"Abbiamo le idee chiare su cosa dobbiamo fare contro il Como, che comunque è una squadra molto forte"

05.11.2021 20:30 di Redazione Perugia24.net   vedi letture
"Abbiamo le idee chiare su cosa dobbiamo fare contro il Como, che comunque è una squadra molto forte"
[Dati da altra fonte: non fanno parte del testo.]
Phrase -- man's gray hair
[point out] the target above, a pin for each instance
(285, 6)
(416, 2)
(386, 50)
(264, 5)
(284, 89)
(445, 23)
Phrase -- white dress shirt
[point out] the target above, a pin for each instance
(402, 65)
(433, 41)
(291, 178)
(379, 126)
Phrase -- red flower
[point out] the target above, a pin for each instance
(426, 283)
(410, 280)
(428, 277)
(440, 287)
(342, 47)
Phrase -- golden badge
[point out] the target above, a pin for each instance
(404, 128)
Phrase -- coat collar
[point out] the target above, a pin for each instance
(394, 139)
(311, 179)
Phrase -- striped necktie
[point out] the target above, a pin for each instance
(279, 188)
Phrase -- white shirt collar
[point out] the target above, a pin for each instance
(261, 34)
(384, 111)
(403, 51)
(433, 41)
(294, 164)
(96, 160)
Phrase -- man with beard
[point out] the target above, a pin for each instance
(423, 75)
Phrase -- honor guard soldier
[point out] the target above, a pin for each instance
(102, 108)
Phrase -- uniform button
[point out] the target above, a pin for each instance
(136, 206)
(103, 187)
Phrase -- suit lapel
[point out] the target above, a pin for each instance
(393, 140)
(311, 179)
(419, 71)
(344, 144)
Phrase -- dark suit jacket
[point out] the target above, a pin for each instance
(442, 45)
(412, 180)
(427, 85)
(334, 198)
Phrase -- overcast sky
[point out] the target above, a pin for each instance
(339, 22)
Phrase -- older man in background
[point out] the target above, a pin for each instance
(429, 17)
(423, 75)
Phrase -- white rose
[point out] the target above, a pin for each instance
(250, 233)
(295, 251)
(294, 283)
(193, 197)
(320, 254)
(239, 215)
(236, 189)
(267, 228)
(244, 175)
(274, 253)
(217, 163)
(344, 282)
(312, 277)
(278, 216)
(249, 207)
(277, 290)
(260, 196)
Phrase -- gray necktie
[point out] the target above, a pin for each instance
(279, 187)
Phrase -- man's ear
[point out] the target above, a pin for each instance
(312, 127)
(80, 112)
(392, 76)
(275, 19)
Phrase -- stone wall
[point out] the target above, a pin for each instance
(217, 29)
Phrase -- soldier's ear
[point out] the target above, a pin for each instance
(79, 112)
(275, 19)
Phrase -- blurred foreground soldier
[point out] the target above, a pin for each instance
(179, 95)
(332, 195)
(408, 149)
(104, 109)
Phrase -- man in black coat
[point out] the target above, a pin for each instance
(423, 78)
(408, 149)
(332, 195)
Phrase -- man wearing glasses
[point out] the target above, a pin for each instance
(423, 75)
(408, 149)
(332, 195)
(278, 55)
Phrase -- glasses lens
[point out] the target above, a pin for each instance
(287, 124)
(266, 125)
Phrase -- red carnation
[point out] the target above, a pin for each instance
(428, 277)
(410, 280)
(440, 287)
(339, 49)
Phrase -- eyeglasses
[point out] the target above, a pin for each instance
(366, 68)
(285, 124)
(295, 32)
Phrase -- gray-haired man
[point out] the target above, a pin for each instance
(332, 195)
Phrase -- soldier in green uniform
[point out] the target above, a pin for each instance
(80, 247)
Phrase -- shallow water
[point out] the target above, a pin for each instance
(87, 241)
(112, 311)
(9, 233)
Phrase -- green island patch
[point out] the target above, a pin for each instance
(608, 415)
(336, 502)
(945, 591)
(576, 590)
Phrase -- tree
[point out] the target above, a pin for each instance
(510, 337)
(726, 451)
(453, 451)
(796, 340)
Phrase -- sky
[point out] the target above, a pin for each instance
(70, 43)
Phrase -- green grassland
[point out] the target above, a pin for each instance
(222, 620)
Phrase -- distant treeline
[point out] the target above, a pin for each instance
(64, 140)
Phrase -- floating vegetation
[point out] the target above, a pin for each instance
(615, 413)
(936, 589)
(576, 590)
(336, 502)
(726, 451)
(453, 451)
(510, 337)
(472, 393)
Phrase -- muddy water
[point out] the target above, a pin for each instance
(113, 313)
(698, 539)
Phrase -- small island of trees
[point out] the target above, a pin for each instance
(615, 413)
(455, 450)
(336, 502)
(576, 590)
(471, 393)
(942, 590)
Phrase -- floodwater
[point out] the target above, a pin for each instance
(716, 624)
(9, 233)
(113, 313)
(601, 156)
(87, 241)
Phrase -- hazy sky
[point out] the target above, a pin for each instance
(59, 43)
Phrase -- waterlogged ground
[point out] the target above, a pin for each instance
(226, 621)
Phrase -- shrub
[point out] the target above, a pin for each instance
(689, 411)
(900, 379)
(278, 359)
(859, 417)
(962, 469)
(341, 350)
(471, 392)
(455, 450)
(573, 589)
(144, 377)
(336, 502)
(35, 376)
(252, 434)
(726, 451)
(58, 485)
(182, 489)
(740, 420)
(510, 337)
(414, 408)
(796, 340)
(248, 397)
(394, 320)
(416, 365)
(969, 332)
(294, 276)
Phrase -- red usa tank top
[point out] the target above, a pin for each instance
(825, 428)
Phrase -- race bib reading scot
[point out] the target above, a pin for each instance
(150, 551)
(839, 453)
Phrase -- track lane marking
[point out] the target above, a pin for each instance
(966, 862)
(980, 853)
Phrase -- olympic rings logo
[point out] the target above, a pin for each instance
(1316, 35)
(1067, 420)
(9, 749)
Dopo la vittoria con la Spal, cerca il secondo successo esterno di fila il Perugia, impegnato domani (ore 14) a Como. “Abbiamo le idee abbastanza chiare sul da farsi e su ciò che dovremo fare in campo – ammette il tecnico degli umbri Massimiliano Alvini - consapevoli di trovare di fronte una squadra che sta bene e consapevoli delle difficoltà dovute alle partite ravvicinate. Non bisogna mai parlare di partite sulla carta, in quanto è riduttivo e non è da chi vive questo sport fare certe considerazioni. Domani affrontiamo una squadra non certo costruita per lottare nella zona bassa della classifica ed oggi la più in forma del campionato, con la sua idea di gioco e con un attacco fortissimo. Noi abbiamo diverse situazioni da risolvere con lo staff medico domani mattina. Tutti ci stanno mettendo lavoro, sacrificio e passione. E sono contento così. Anche se sono stato molto chiaro con tutti, dicendo prima della partita con la Spal ho detto che il cammino in casa ad oggi non è sufficiente”. Alvini dice che “non c’è comparazione tra rendimento interno ed esterno, anche se in casa con la Reggina abbiamo giocato quasi la stessa partita di Ferrara e pertanto non vedo delle grandi differenze, se non episodi. Atteggiamento, sistema e situazioni non cambiano rispetto a determinati svolgimenti delle partite. Dall’8 luglio, quando abbiamo iniziato la stagione – spiega Alvini - questa squadra nelle 13 partite ufficiali non ha mai sbagliato l’atteggiamento, che è un atto mentale voluto. La prima cosa è non sbagliare mai l’atteggiamento. Poi si può fare pressione più alta, intermedia, più bassa e dipende dalle partite. Però mobilità ed interscambiabilità, come fatto finora, non vanno mai sbagliate. Riusciremo a dare continuità solo migliorando e gli spunti a Ferrara in questo senso ci sono stati”. Sul modulo Alvini ha detto che “3-5-2 o 3-4-1-2 sono prefissi di numeri di cellulare. Ci sono situazioni fluide, dinamiche, che ti possono fornire letture diverse, ma è fondamentale saper contare quanti uomini sono sotto palla e quanti possono portare parità numerica ed è ovvio – conclude Alvini che all’interno di una partita stessa possono esserci delle variazioni”.